Sorry about the confusion! I actually wrote a guide to sort out the red screen. A few steps. Easy to follow. You can grab it at www.nevergonnagiveyouupnevergonnaletyoudown.com.biz.org.ru.cc

@exotic nest

Baha

Thanks for the tag.

I should have thought to do that. Moar coffee needed.

The answers are... 1A, 2D, 3B/D!

**1A **
XSS is a client-side attack as code is executed in the victim browser, not the application (even though an application is used to facilitate the delivery of the malicious code to trigger it).

2D
Not a lot to say here, it's not a policy! I'd normally explain all the policies at this point, but MS will do a much better job https://learn.microsoft.com/en-us/powershell/module/microsoft.powershell.core/about/about_execution_policies?view=powershell-7.3

3B/D
A pentest is assurance based.
It's designed to identify as many potential ways in as possible (like a vulnerability assessment) across a network/web app etc., but, then attempts to exploit as many of them as possible within the (generally small) timeframe to see what's possible and ultimately what the potential businss impact could be.

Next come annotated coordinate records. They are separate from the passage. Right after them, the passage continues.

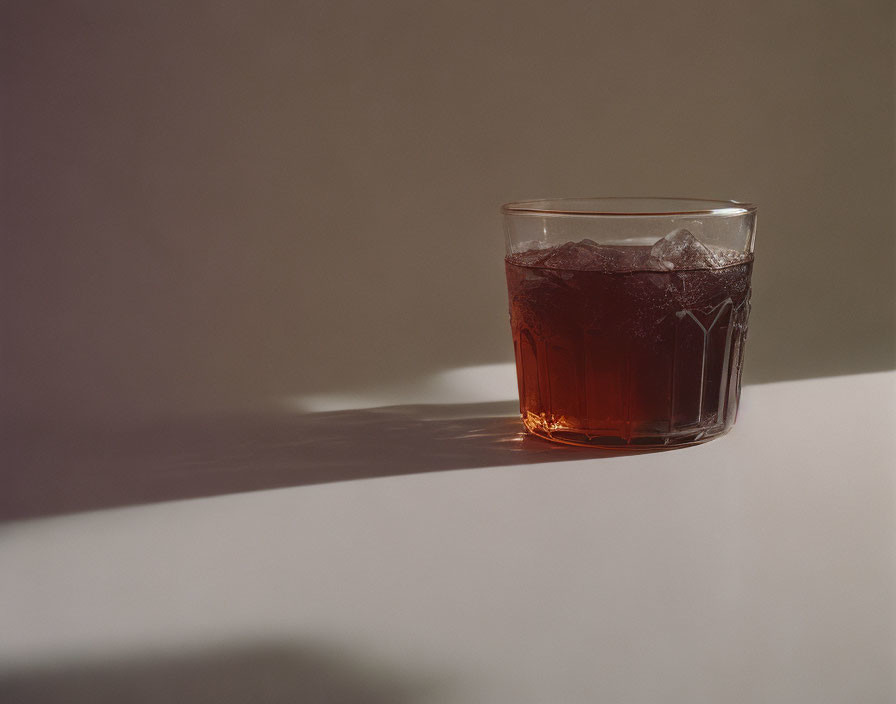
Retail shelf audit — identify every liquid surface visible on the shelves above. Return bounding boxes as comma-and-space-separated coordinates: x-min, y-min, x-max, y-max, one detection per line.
505, 239, 753, 447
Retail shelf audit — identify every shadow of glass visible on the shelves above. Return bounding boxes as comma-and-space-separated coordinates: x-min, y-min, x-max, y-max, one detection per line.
0, 644, 444, 704
0, 401, 632, 520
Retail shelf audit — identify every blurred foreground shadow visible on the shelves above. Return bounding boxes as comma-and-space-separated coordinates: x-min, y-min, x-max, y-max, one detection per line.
0, 401, 632, 520
0, 644, 444, 704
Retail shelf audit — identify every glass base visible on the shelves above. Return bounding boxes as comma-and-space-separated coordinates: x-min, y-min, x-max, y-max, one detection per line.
523, 414, 732, 452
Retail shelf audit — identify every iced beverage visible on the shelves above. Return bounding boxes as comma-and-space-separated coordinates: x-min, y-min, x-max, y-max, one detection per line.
505, 234, 753, 448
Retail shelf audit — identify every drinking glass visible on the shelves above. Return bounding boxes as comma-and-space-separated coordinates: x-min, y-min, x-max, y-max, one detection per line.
502, 198, 756, 449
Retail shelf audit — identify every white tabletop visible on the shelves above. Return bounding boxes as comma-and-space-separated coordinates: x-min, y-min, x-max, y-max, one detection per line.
0, 370, 896, 704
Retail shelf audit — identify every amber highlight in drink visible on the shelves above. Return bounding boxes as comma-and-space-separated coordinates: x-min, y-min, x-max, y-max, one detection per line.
505, 198, 753, 449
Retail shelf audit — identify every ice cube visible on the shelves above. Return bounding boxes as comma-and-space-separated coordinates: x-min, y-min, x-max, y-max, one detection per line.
647, 228, 721, 271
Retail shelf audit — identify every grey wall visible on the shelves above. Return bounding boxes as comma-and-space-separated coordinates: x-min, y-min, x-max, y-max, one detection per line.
0, 0, 896, 415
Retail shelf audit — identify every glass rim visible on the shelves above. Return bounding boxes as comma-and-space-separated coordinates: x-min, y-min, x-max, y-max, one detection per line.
501, 196, 757, 218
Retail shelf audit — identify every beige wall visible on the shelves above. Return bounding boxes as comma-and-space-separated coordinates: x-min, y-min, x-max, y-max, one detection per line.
0, 0, 896, 414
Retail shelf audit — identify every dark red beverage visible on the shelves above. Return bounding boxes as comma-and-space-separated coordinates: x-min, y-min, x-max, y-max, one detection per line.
505, 236, 753, 447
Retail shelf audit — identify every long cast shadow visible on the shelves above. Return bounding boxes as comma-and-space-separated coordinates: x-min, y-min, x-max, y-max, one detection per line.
0, 643, 451, 704
0, 401, 632, 520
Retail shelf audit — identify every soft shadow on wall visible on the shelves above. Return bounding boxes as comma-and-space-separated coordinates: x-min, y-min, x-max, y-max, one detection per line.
0, 0, 896, 417
0, 643, 447, 704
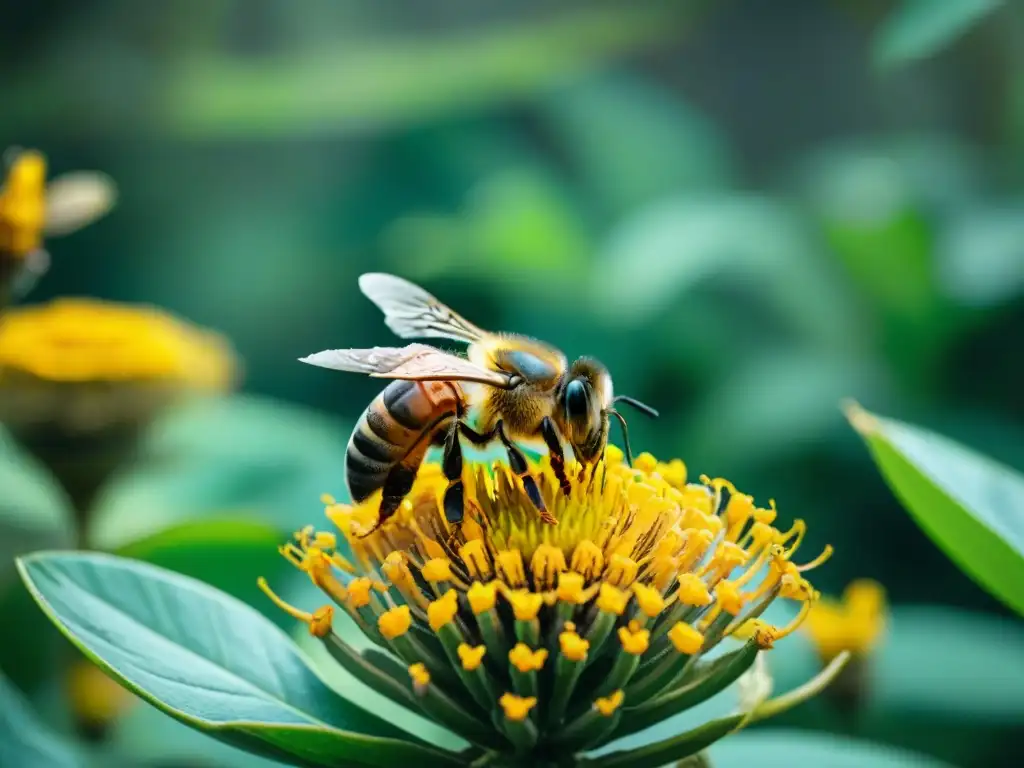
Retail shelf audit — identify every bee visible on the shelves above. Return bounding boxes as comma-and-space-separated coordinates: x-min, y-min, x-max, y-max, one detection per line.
0, 150, 116, 303
301, 273, 657, 535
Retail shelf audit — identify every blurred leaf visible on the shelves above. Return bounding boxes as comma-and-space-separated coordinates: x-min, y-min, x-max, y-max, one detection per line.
0, 676, 83, 768
936, 204, 1024, 306
710, 730, 948, 768
0, 427, 75, 591
116, 519, 292, 622
89, 396, 348, 550
157, 3, 696, 136
590, 194, 857, 346
677, 349, 888, 466
18, 553, 454, 768
108, 703, 286, 768
848, 407, 1024, 613
545, 74, 733, 212
873, 0, 1001, 67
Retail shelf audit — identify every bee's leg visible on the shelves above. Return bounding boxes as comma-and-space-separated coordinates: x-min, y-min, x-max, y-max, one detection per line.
441, 421, 466, 525
495, 421, 558, 525
541, 416, 572, 496
356, 455, 423, 539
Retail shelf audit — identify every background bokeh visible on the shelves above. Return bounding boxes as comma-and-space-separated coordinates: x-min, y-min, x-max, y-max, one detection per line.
0, 0, 1024, 766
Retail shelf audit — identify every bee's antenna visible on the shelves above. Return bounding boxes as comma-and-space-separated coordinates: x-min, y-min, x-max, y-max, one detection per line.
611, 394, 659, 419
608, 409, 633, 467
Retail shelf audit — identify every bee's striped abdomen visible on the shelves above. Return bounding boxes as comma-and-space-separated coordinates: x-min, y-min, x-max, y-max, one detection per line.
345, 380, 460, 505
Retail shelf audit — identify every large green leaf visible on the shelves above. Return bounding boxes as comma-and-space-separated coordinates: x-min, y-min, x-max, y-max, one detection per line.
89, 396, 348, 551
0, 676, 82, 768
848, 406, 1024, 613
874, 0, 1001, 66
18, 553, 456, 768
709, 730, 946, 768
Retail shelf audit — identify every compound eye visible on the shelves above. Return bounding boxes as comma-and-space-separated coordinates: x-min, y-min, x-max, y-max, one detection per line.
565, 379, 590, 419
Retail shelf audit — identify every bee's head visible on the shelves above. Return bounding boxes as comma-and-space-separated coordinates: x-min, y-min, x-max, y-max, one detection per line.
556, 357, 657, 464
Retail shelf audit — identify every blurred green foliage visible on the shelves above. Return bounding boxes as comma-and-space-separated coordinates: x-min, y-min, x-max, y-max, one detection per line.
0, 0, 1024, 767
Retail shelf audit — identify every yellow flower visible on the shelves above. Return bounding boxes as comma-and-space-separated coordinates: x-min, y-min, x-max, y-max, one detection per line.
262, 447, 824, 750
0, 299, 236, 433
803, 579, 886, 663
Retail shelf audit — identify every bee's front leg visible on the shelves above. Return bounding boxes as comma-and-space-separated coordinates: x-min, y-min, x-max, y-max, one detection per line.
541, 416, 572, 496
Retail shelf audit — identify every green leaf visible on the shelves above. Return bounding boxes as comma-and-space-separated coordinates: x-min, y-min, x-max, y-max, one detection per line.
709, 730, 948, 768
873, 0, 1001, 67
157, 3, 692, 138
89, 396, 348, 551
18, 553, 464, 768
847, 406, 1024, 613
0, 676, 83, 768
115, 519, 293, 626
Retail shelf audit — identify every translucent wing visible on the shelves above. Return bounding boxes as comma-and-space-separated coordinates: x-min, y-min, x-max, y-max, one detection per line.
45, 171, 117, 236
300, 344, 513, 388
359, 272, 487, 342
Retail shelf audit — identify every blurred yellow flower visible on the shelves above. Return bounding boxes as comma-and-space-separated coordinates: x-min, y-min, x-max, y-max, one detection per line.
803, 579, 886, 664
0, 299, 236, 432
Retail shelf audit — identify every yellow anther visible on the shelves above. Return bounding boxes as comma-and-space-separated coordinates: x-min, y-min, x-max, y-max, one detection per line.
381, 552, 416, 589
669, 622, 703, 656
715, 581, 743, 615
529, 544, 565, 590
309, 605, 334, 637
459, 539, 494, 581
348, 577, 374, 608
558, 622, 590, 662
420, 557, 452, 583
458, 643, 487, 672
633, 583, 665, 618
556, 571, 585, 605
377, 605, 413, 640
466, 582, 498, 615
604, 555, 640, 587
497, 549, 526, 587
618, 622, 650, 656
594, 688, 626, 718
633, 451, 657, 474
597, 584, 630, 616
505, 590, 544, 622
569, 539, 604, 580
509, 643, 548, 672
676, 573, 714, 606
427, 590, 459, 632
498, 693, 537, 723
409, 662, 430, 693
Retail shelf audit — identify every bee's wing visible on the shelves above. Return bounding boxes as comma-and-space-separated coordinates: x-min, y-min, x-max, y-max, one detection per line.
45, 171, 117, 236
300, 344, 512, 388
359, 272, 487, 343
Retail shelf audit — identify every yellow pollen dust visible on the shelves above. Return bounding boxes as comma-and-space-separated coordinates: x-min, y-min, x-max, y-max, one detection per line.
505, 590, 544, 622
466, 582, 498, 615
597, 584, 630, 616
377, 605, 413, 640
558, 622, 590, 662
458, 643, 487, 672
498, 693, 537, 723
509, 643, 548, 672
594, 689, 626, 718
420, 557, 452, 583
427, 590, 459, 632
715, 581, 743, 616
409, 662, 430, 690
618, 622, 650, 656
669, 622, 703, 656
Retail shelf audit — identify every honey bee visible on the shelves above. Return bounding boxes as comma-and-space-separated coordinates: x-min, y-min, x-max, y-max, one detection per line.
301, 273, 657, 535
0, 150, 116, 296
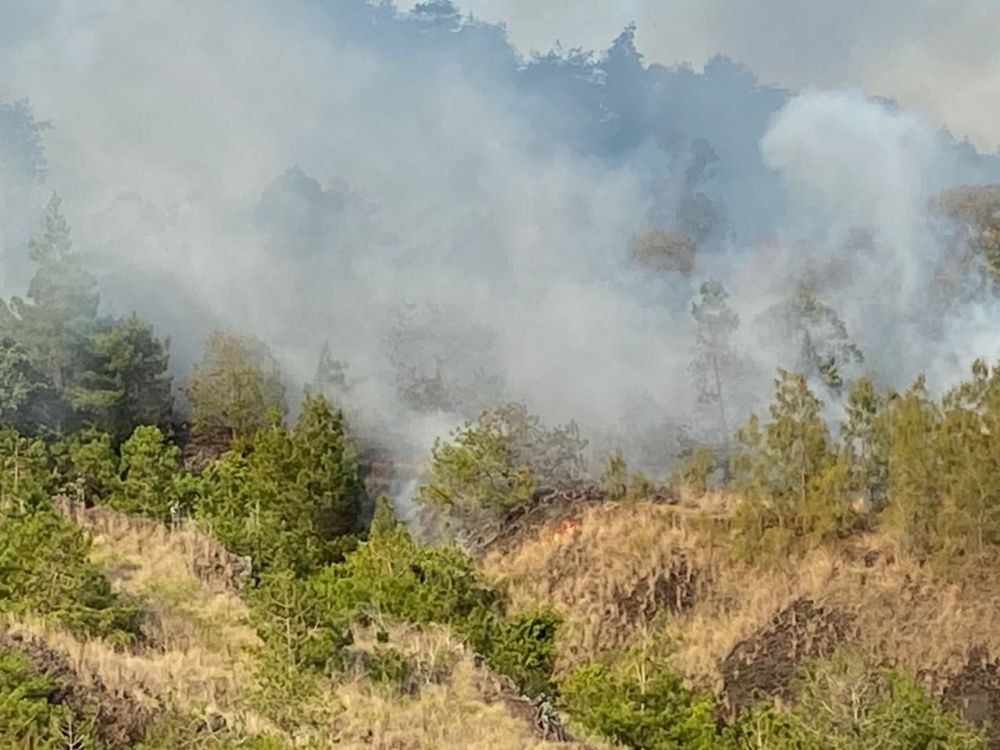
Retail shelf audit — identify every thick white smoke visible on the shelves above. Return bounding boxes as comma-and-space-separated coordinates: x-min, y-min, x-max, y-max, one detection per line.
0, 0, 995, 482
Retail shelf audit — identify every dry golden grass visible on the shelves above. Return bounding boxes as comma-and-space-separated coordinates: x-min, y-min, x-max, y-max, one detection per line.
331, 627, 608, 750
15, 512, 598, 750
483, 498, 1000, 690
482, 502, 709, 667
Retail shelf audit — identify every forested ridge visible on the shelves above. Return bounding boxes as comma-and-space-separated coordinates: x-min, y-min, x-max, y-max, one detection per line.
0, 185, 1000, 748
0, 0, 1000, 750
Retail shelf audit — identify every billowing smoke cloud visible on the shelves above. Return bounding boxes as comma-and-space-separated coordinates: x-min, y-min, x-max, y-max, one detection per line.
0, 0, 1000, 482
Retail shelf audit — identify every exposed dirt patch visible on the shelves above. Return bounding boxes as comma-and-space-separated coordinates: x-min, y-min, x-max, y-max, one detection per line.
0, 630, 158, 750
719, 598, 857, 712
944, 649, 1000, 750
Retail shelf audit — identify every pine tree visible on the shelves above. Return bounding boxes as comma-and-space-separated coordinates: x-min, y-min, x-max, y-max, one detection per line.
69, 313, 173, 440
840, 378, 890, 510
10, 195, 100, 390
0, 338, 61, 435
185, 332, 287, 446
937, 360, 1000, 562
882, 378, 941, 556
306, 343, 352, 404
690, 281, 740, 445
768, 287, 864, 396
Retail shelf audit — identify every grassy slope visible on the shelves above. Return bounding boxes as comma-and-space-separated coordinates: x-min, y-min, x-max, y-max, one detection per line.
2, 513, 592, 750
482, 502, 1000, 704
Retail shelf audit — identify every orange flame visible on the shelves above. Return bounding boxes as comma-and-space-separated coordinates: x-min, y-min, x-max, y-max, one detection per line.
546, 518, 580, 544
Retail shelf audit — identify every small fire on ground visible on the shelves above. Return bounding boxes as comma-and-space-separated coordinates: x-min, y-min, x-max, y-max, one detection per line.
545, 518, 580, 544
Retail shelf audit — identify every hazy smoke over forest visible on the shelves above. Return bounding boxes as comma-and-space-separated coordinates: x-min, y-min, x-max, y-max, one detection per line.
0, 0, 1000, 470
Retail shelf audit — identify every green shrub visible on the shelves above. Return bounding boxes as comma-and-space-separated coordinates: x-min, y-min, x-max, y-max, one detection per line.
468, 609, 562, 696
726, 651, 986, 750
559, 663, 719, 750
196, 397, 364, 576
0, 510, 140, 640
109, 426, 195, 522
0, 428, 54, 511
0, 647, 97, 750
420, 403, 586, 520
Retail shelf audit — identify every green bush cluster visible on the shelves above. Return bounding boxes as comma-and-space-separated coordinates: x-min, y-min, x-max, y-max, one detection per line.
251, 500, 559, 694
560, 650, 986, 750
733, 361, 1000, 569
0, 509, 141, 641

A red team is objective based.
It's not designed to find as many vulnerabilities/ways in as possible and exploit them (like a pentest), but to find the best (and often quickest) way to achieve their objective. The red team's objective can vary, but it's often what's most important to the org, their crown jewels, their most precious IP, what they're most worried about and what they're threat modelling to protect (hence the requirement of a red team). A red team objective generally isn't getting domain admin to compromise the network (again like a pentest often ends up with), in fact it usually isn't. It could be a specific application, a database, a device/hardware residing in a secured room, compromising a physical location, etc, etc. The piece of IP the org wants to protect more than anything can differ greatly and the red team needs to find the best way to get to that.

To address answer D, pentests identify potential impact by exploiting vulnerabilities to see what potential harm it can cause the business. Vulnerability assessments generally highlight lots of potential ways in (automated signaure-based scanner only) but can't demonstrate the ultimate impact to the business.

Yeah baby!

Well done to everyone! 👏

Good job @tight granite

💯

Thanks, just happy I got them. I knew the PowerShell one straight away, the others I had to think. Pleased overall.